Base64 vs URL Encoding: What's the Difference?
Base64 and URL encoding (also called percent encoding) both convert data into a safe text representation — but they solve different problems and should never be confused with each other.
What Is Base64?
Base64 encodes binary data into a text string using only 64 safe ASCII characters (A–Z, a–z, 0–9, +, /). It was designed to transmit binary data — images, audio, files — through channels that only support text, like email (MIME) or embedding data in JSON. Base64 increases data size by approximately 33%.
Example: "Hello" → SGVsbG8=
What Is URL Encoding?
URL encoding (percent encoding) replaces unsafe characters in URLs with a percent sign followed by two hex digits. Characters like spaces, &, =, and ? have special meaning in URLs and must be encoded to appear in query strings or path parameters. A space becomes %20, an ampersand becomes %26.

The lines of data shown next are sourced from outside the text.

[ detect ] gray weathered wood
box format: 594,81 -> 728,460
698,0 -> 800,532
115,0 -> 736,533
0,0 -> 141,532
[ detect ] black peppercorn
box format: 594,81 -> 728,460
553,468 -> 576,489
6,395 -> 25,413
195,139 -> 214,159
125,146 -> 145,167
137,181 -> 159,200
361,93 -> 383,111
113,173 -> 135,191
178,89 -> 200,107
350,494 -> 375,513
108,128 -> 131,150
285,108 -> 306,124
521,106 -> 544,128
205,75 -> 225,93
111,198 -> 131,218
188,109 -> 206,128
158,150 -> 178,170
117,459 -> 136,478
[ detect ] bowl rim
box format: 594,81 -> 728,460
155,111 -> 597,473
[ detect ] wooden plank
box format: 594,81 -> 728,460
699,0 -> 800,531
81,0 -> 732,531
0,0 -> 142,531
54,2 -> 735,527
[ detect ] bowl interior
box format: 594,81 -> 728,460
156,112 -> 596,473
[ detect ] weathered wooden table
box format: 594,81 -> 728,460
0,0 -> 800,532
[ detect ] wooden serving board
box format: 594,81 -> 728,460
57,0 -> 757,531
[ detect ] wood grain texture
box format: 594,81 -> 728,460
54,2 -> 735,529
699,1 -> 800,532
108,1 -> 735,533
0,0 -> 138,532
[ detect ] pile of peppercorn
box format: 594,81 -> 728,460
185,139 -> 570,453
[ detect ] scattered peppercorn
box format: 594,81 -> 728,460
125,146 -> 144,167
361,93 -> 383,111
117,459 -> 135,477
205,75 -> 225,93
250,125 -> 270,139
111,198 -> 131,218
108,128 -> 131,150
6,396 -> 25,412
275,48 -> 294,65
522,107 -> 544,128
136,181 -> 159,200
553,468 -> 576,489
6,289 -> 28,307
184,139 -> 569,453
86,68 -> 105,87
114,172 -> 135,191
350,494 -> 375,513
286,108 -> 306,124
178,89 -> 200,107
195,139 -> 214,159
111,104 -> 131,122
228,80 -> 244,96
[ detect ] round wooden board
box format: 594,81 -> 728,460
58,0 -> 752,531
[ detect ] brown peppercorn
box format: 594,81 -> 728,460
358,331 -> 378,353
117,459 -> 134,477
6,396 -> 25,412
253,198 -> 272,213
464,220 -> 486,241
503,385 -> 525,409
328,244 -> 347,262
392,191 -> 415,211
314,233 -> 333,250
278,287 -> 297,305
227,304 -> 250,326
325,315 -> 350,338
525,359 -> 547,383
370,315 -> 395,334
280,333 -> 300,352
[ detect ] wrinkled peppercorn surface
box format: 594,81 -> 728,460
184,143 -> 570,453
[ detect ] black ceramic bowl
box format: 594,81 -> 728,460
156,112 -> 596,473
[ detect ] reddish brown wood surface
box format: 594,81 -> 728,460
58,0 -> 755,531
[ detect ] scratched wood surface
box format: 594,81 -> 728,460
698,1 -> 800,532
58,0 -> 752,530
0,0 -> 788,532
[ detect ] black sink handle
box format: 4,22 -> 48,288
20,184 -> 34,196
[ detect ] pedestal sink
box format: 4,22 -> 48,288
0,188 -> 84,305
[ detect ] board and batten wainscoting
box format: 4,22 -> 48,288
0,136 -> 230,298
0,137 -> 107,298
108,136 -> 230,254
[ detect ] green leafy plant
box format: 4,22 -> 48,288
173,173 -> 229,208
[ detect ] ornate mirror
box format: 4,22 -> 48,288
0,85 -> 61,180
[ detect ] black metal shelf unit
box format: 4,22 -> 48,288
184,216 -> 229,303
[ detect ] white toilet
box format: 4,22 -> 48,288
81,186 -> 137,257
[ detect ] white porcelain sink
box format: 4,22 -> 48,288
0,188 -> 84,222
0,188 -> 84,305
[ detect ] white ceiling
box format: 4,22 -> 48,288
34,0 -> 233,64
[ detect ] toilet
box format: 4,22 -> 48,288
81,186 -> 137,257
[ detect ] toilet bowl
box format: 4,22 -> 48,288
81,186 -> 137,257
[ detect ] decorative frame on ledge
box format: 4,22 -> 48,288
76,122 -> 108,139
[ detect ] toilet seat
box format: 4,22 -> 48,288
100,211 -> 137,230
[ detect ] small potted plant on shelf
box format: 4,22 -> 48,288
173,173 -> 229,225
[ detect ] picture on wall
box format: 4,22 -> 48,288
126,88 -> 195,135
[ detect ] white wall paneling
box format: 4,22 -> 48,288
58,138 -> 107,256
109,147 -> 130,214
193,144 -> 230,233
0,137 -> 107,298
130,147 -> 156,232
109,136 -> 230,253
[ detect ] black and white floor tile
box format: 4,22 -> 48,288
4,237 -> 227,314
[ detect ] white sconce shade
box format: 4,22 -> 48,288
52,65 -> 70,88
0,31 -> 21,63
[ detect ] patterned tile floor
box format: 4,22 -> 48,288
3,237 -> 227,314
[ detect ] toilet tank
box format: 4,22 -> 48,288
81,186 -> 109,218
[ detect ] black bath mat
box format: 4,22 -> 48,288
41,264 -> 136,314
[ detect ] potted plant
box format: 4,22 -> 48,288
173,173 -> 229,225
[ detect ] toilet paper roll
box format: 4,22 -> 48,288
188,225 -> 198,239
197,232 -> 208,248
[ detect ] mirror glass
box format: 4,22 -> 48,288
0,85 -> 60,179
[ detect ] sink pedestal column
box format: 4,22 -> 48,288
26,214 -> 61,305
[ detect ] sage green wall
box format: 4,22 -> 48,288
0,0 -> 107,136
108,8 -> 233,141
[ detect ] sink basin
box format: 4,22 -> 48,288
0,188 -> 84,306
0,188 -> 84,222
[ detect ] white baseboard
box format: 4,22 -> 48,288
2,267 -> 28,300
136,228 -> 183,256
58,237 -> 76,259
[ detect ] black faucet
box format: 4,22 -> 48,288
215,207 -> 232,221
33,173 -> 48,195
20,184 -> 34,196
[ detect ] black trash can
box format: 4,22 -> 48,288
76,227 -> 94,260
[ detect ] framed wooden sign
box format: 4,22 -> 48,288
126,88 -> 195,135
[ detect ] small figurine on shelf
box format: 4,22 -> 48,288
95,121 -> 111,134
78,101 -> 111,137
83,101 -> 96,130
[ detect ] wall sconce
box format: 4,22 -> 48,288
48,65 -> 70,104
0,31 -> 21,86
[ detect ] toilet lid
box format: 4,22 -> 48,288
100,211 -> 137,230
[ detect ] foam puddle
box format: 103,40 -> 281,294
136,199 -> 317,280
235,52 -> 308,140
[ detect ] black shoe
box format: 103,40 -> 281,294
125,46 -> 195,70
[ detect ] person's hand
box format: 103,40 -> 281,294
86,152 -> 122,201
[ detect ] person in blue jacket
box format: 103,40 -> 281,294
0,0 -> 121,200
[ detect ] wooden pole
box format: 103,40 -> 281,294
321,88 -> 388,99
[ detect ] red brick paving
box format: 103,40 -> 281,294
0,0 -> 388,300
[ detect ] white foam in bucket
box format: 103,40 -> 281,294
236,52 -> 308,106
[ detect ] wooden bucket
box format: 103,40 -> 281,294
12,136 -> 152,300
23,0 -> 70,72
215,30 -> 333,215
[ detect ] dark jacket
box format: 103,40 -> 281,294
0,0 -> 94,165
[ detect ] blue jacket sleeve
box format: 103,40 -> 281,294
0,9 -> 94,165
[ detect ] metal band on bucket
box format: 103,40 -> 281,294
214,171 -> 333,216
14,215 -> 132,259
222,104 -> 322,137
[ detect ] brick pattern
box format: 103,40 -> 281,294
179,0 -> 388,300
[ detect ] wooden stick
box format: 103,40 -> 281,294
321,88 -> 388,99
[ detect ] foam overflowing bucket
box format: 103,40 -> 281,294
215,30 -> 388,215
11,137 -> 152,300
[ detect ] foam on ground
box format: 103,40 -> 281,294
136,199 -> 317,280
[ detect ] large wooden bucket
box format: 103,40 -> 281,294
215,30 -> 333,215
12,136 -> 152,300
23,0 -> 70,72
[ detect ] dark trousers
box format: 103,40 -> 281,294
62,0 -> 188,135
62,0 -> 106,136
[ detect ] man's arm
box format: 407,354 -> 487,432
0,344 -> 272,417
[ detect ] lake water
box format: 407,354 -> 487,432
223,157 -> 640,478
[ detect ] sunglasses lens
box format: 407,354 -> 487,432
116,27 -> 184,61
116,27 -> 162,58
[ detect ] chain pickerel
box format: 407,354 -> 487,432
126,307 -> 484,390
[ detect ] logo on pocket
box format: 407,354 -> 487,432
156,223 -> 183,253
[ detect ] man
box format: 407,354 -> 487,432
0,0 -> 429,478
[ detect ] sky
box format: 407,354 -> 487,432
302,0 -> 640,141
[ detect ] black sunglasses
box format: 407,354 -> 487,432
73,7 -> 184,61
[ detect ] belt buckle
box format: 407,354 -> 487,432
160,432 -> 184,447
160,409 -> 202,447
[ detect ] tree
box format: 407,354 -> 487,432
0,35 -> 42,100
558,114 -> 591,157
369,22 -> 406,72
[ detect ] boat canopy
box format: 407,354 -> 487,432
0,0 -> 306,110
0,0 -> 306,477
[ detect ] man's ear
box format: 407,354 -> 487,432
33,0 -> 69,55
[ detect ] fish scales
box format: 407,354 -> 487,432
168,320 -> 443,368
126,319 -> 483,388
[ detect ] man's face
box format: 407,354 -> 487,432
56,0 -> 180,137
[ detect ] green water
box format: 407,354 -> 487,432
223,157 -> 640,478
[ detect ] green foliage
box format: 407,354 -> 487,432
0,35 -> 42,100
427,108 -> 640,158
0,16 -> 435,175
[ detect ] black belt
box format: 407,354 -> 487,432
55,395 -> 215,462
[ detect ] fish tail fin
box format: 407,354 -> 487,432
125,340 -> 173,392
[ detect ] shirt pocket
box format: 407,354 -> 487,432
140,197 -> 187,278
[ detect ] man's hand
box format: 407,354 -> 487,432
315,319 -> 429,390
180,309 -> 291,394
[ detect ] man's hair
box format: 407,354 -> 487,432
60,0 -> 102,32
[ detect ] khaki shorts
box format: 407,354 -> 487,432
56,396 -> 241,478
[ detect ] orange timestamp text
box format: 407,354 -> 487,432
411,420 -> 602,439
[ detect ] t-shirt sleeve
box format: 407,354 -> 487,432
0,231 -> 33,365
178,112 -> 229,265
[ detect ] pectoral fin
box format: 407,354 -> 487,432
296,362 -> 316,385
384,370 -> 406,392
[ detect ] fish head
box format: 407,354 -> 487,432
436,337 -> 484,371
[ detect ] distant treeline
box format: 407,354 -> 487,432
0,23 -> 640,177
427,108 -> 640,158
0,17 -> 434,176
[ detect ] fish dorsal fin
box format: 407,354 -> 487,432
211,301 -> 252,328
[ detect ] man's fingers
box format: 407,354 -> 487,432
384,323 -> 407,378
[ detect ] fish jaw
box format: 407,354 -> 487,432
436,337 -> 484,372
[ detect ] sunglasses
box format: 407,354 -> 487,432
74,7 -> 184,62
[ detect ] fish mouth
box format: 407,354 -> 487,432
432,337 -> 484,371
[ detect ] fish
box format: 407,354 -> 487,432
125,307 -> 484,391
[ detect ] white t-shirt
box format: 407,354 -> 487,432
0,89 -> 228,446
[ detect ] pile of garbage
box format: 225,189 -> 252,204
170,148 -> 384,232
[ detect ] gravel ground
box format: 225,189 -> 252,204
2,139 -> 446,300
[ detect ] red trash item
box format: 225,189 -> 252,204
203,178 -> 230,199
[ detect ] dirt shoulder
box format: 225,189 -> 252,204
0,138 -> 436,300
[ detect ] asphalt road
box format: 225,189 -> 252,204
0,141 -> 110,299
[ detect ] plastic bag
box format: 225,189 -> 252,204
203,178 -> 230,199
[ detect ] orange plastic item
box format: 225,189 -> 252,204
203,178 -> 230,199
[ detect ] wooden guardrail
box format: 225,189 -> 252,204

Example: "Hello World & More" → Hello%20World%20%26%20More
Key Differences
| Feature | Base64 | URL Encoding |
|---|---|---|
| Purpose | Encode binary as text | Make text URL-safe |
| Input type | Any binary data | Text / Unicode |
| Output type | Alphanumeric + +/= | Original chars + %XX |
| Size overhead | ~33% larger | Variable (only encodes special chars) |
| Used in URLs | No (contains + and /) | Yes |
| Used in JSON | Yes (for binary fields) | Rarely |
| Encodes all chars | Yes | Only reserved chars |
When to Use Base64
- Embedding images directly in HTML or CSS:
src="data:image/png;base64,..." - Transmitting binary data (files, images) in JSON API payloads
- Encoding credentials in HTTP Basic Auth headers
- Storing binary data in text-only systems (XML, email attachments)
When to Use URL Encoding
- Building query strings:
search?q=hello+world - Encoding form data submitted via POST (application/x-www-form-urlencoded)
- Passing parameters in redirect URLs
- Any time text with special characters must appear in a URL
URL-Safe Base64
There is a variant called "URL-safe Base64" that replaces + with - and / with _ to make it safe in URLs. It's used in JWT tokens and some OAuth flows. Don't confuse it with URL encoding — they're still different algorithms.